Il faut déjà commencer à partir du 2 000 euros pour une arme qui n’a pas servi en France. A titre de comparaison, une arme de poing, c’est 1 500 euros. Je ne vois pas pourquoi la kalachnikov serait trois fois moins chère. A 500 euros, vous avez celle qui a déjà tué quatre vigiles. 

D'où viennent ces armes ?

J.P. : Elles viennent des Balkans. Ils se sont fait la guerre pendant dix ans et il y a des stocks d’armes qui traînent. Ce sont celles-là qui arrivent chez nous. C’est un trafic de fourmis, fait par des ressortissants d’ex-Yougoslavie qui vivent en France. Ils retournent au pays, en prennent 2 ou 3 et les vendent à l'unité. Ils les transportent démontées dans les voitures et les bus.

Ils fonctionnent en flux tendu, à la commande, cela ne sert à rien de les stocker. De fait, elles n'arrivent pas par container et ne sont pas dans le circuit du crime organisé. C'est pour cela qu'elles arrivent dans de petites mains.

Quels malfaiteurs les utilisent ?

J.P. : Ce sont les mecs de quartier, des gens biberonnés au cinéma américain avec des films comme Scarface. Pour eux, la kalachnikov, c'est impressionnant et à la mode.
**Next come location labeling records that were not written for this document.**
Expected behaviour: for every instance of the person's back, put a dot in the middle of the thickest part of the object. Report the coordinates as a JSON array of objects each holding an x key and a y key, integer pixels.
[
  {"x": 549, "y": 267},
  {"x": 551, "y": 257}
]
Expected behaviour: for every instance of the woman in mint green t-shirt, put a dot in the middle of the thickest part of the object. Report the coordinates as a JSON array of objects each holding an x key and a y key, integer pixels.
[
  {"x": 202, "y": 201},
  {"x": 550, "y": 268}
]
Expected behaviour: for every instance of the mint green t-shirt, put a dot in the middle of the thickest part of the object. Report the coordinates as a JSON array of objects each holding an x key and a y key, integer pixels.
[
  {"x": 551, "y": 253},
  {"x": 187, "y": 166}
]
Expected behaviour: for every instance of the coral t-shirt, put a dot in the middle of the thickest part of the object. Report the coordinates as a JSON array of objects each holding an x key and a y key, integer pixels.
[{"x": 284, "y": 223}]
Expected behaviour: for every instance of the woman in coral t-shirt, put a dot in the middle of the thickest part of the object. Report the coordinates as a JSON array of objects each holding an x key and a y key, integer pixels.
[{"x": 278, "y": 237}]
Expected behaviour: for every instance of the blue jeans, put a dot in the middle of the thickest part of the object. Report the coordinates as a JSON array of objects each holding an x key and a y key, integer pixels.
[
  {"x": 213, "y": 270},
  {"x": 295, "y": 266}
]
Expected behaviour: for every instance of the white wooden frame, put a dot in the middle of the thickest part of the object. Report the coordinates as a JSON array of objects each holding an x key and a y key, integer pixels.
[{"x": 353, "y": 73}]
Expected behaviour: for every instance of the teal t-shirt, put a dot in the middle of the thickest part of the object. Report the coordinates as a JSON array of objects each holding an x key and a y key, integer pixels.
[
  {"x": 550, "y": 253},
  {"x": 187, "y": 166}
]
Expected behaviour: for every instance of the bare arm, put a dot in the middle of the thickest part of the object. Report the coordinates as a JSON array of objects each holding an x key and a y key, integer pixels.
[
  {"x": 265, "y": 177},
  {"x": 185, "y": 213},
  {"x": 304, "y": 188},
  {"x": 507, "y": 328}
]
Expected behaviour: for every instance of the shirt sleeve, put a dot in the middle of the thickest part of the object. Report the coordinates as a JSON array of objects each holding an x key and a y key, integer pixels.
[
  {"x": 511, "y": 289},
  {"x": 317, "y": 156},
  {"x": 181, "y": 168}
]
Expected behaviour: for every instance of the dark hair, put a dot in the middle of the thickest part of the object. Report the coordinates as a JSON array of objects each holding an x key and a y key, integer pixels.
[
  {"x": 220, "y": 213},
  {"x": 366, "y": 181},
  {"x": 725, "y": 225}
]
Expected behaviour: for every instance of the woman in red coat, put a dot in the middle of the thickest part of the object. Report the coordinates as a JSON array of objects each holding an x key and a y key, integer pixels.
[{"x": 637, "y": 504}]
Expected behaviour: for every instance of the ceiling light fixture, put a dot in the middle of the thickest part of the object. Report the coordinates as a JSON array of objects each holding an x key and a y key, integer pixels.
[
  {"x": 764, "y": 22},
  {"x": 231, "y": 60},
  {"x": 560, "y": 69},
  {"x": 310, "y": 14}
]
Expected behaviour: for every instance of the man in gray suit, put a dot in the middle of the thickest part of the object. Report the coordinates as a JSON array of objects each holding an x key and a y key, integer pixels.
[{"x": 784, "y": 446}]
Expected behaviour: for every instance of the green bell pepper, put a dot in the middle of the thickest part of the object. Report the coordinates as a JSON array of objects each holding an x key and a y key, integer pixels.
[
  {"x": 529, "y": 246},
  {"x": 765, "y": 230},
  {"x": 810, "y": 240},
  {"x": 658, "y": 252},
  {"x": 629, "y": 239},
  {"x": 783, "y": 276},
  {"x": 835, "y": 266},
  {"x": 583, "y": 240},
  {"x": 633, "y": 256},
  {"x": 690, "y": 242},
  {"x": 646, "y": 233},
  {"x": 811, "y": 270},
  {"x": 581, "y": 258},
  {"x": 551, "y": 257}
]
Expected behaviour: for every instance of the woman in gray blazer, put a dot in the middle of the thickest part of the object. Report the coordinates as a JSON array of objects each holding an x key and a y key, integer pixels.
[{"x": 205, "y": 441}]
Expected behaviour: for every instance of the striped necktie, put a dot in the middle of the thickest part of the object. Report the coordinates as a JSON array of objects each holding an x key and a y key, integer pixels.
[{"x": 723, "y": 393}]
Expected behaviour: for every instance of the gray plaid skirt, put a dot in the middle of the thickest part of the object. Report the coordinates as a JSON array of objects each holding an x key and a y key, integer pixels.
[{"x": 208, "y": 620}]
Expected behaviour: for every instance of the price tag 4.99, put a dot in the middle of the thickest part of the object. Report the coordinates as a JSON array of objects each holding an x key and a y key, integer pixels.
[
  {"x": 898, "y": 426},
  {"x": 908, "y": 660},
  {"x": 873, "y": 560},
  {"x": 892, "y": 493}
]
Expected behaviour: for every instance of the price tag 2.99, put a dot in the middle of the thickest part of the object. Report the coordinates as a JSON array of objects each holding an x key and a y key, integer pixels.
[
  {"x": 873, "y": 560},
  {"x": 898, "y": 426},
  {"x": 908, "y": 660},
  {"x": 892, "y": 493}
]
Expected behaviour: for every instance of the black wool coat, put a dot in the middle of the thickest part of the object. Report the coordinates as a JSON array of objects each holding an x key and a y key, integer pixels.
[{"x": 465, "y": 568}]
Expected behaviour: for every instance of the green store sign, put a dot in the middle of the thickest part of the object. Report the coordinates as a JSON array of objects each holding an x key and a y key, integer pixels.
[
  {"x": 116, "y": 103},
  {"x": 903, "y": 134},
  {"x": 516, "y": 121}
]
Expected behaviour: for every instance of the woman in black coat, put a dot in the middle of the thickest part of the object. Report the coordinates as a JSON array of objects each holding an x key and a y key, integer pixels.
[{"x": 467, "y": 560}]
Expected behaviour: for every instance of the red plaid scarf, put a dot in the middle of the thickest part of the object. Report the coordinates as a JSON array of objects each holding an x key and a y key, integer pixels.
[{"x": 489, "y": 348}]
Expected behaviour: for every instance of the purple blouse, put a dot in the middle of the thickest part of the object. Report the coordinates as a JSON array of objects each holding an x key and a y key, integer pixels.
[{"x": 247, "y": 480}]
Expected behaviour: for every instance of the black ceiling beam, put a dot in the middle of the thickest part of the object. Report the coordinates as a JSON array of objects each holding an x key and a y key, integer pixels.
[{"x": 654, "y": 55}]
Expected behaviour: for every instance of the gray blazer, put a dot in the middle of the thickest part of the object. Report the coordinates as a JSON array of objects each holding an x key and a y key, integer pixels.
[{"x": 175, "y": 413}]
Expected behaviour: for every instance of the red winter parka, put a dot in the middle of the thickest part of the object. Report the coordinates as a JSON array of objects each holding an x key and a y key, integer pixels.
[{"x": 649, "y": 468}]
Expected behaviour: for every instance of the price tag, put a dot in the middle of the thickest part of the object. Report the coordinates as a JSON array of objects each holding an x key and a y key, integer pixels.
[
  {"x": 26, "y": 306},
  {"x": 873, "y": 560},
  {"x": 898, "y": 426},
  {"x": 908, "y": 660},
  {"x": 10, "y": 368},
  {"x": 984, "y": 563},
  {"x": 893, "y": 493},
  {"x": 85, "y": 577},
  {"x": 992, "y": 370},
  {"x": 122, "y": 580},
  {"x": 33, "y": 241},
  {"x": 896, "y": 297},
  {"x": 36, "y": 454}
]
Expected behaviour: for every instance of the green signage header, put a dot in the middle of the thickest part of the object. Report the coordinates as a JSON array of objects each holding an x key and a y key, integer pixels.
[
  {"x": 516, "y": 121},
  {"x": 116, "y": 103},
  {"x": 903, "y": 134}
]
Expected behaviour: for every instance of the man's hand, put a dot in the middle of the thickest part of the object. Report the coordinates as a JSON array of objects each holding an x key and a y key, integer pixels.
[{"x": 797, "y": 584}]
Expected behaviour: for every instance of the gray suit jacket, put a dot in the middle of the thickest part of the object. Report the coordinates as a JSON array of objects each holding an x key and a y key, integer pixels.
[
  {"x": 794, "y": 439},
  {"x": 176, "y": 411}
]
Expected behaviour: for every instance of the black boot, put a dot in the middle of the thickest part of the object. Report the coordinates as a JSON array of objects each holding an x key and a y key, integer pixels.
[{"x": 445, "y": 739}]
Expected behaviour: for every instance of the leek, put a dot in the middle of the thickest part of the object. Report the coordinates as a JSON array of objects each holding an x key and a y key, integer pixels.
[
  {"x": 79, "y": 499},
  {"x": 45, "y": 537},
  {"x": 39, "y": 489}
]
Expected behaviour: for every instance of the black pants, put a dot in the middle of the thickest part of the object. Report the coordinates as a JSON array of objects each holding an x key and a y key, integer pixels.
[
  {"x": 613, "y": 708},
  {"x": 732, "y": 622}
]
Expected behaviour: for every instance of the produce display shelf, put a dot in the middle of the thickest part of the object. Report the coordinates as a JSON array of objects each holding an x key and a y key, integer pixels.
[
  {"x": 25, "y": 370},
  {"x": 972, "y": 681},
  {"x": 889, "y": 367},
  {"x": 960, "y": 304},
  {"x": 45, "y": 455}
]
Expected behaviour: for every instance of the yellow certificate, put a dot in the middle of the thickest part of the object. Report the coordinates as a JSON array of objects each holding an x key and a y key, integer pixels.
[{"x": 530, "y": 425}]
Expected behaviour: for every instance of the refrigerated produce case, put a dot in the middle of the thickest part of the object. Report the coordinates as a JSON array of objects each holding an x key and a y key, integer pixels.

En fait, c'est une arme inadaptée pour faire le voyou. Cela n’a aucun intérêt parce que c'est énorme et que ce n'est pas précis. Même pour un réglement de comptes, vous prenez un flingue. Dans le grand banditisme classique, ils ne règlent pas leurs comptes à coup de rafales de kalachnikovs. C'est fait pour la guerre.

Avant, l'accès aux armes de guerre correspondait à une montée en gamme dans le banditisme. Aujourd’hui, les gens en bas de l’échelle y ont accès et c'est ce qui explique les accidents. C’est difficile à manier, ils ne s'entraînent pas beaucoup et ils font les cons. C’est la première génération où les petits délinquants ont accès aux armes de guerre. Avant, les gens qui avaient accès à ce genre d’armes ne faisaient pas n’importe quoi.